Quand feu le leader palestinien Yasser Arafat était confiné par les soldats israéliens dans son QG de la ville palestinienne de Ramallah, Mohammed Dahlan régnait en maître. Sans doute le membre le plus puissant et efficace du « gang des cinq » du Fatah, il dirigeait les affaires de l’organisation, se coordonnait avec Israël sur les questions sécuritaires, négociait et passait des accords sur les affaires régionales et internationales.

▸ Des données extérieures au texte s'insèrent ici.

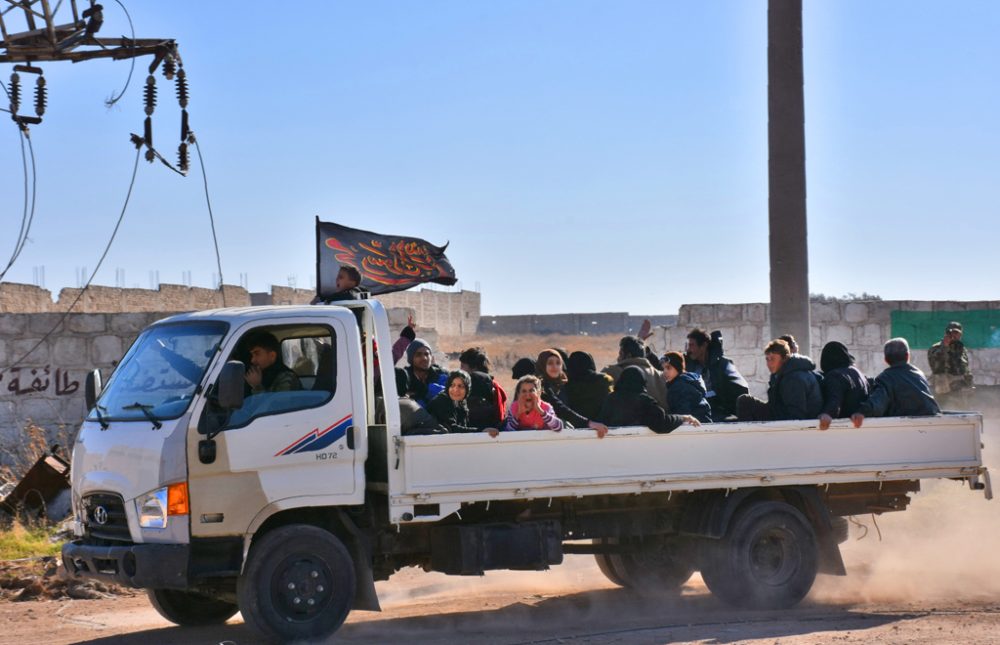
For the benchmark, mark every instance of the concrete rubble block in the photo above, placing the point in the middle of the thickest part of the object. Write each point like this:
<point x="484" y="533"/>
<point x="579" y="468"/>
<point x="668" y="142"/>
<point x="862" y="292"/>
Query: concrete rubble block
<point x="755" y="312"/>
<point x="133" y="323"/>
<point x="13" y="324"/>
<point x="824" y="312"/>
<point x="42" y="324"/>
<point x="70" y="351"/>
<point x="106" y="350"/>
<point x="746" y="336"/>
<point x="729" y="313"/>
<point x="702" y="315"/>
<point x="840" y="333"/>
<point x="19" y="350"/>
<point x="855" y="312"/>
<point x="86" y="323"/>
<point x="869" y="335"/>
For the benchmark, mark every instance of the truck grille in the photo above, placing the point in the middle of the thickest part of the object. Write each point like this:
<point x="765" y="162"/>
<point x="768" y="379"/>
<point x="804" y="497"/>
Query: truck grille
<point x="104" y="517"/>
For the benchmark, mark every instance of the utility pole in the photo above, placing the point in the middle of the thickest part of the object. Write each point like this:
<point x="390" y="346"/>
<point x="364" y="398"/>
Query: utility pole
<point x="787" y="173"/>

C’était la période entre mars et avril 2002, une autre époque. En ce temps-là, Dahlan - ancien ministre de l’autorité palestinienne (AP), ancien conseiller à la sécurité nationale, ancien chef du service de sécurité préventive (PSS) à Gaza, connu notoirement pour ses liens avec la CIA et avec d’autres services de renseignements arabes et pour ses techniques innovantes de torture - était (presque) le Palestinien le plus puissant. Tous ses rivaux avaient opportunément, ou par coïncidence, été marginalisés. Arafat avait été emprisonné dans son bureau de la Mouqataa, et le premier concurrent de Dahlan, Jibril Rajoub, leader du PSS en Cisjordanie, avait été discrédité d’une manière très humiliante. Au cours de la répression la plus violente de la deuxième Intifada par Israël entre 2000 et 2005, Rajoub avait livré le siège du PSS avec tous ses prisonniers politiques palestiniens - surtout de Hamas et d’autres groupes d’opposition - à l’armée israélienne et était parti. Depuis cela, l’étoile de Rajoub était tombée dans un sombre chapitre de l’histoire palestinienne. Mais pour Dahlan, c’était un nouveau départ.

Sombre histoire

Pour affirmer leur nouveau pouvoir, les milices du Fatah loyales à Dahlan et à son « gang des cinq » firent comprendre clairement à tous les leaders ambitieux du Fatah que le mouvement avait une nouvelle direction. Le gang des cinq avait « mis à l’ombre la faction de Cisjordanie de Jibril Rajoub », rapporta UPI, « et les hommes de Dahlan ont même raflé des équipes de voyous de Rajoub ». Le gang des cinq consistait en Dahlan, le ministre des O.N.G. Hassan Asfur, le chef négociateur Saeb Erakat, Mohammed Rashid et Nabil Sha’ath. Asfur et Rashid avaient récemment refait surface avec des accusations de corruption et d’implication dans des meurtres. Il s’agitaient tous pour un retour aux négociations directes avec Israël, appelaient à la fin de l’Intifada, particulièrement sous sa forme armée, et voulaient restructurer les services de sécurité de l’AP en une seule organisation dirigée par Dahlan, soutenue par la CIA et par les agences de renseignements de l’Égypte, de la Jordanie et de l’Arabie Saoudite.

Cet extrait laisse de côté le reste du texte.